Abstract

Continuous ambulatory peritoneal dialysis (CAPD) has been considered as a more efficient modality for sodium removal than automated peritoneal dialysis (APD), due to the longer dwell times and the sodium sieving phenomenon. However, because studies regarding sodium removal in peritoneal dialysis (PD) report rather controversial results and carry various methodological flaws, it remains uncertain whether they offer enough significant information regarding PD prescription and therapy. The aim of the present observational cross-sectional study was to evaluate the impact of the optimal prescription of CAPD and APD, regarding solute clearances and daily ultrafiltrate, on daily sodium removal. Forty-six (46) patients aged 52.3 ± 14 years were studied. Twenty-six (26) patients were subjected to CAPD, and 20 patients were subjected to APD. Ten (10) patients per group were prescribed icodextrin for the long dwell to achieve optimal adequacy and ultrafiltration (UF) targets. CAPD patients removed a higher, albeit not statistically significant, daily amount of sodium (131.7 ± 98.2 mmol) compared with APD patients (79.4 ± 129.2 mmol). Their Kt/V urea was lower (1.48 ± 0.3 vs. 2.17 ± 0.33, P < 0.05), and there were no differences on daily UF (1119 ± 533 vs. 1005 ± 517 mL).

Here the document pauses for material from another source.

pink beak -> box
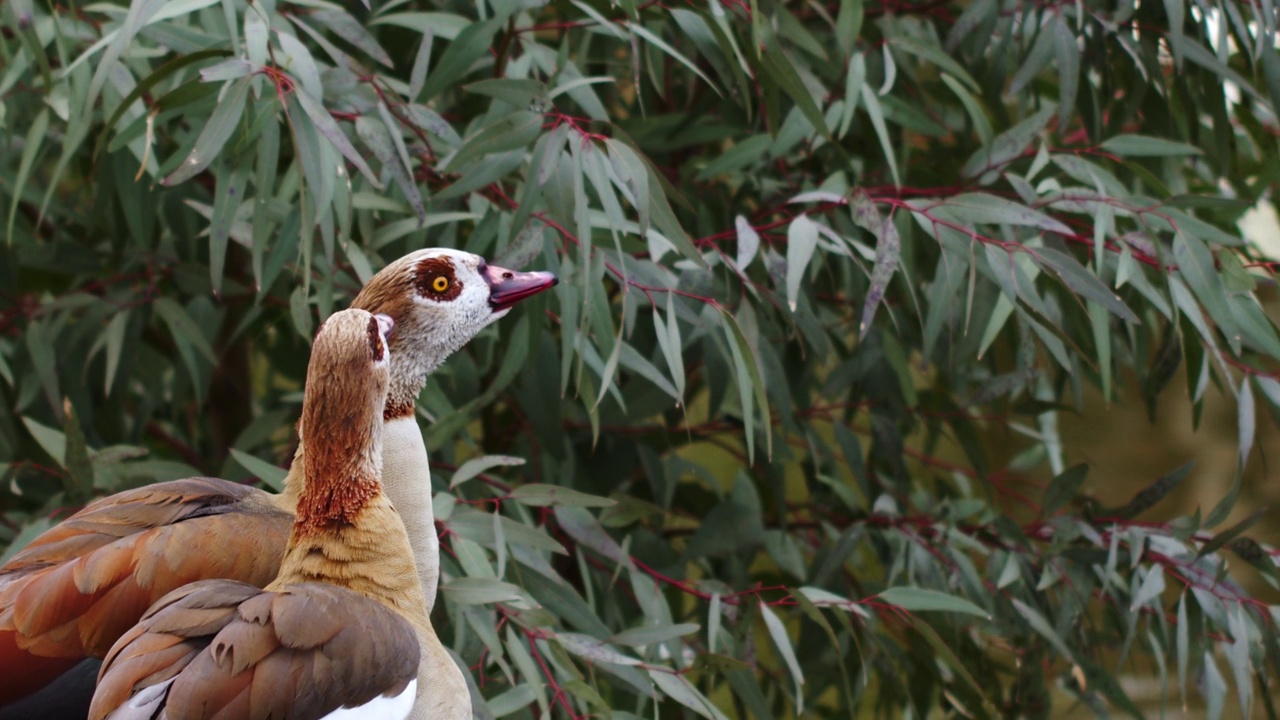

In both groups, icodextrin use for the long dwell resulted in equal sodium removal with that of patients not prescribed icodextrin. Our results, derived from an unselected PD population, indicate that although classic CAPD may be more efficient for sodium removal than APD, the use of icodextrin as an adjuvant for higher daily UF not only increases solute clearance but also removes more sodium for both modalities. In addition, calculations of sodium removal in PD do not seem to benefit the everyday clinical practice, provided that PD patients can achieve the adequacy targets and present optimal daily UF without signs of volume overload.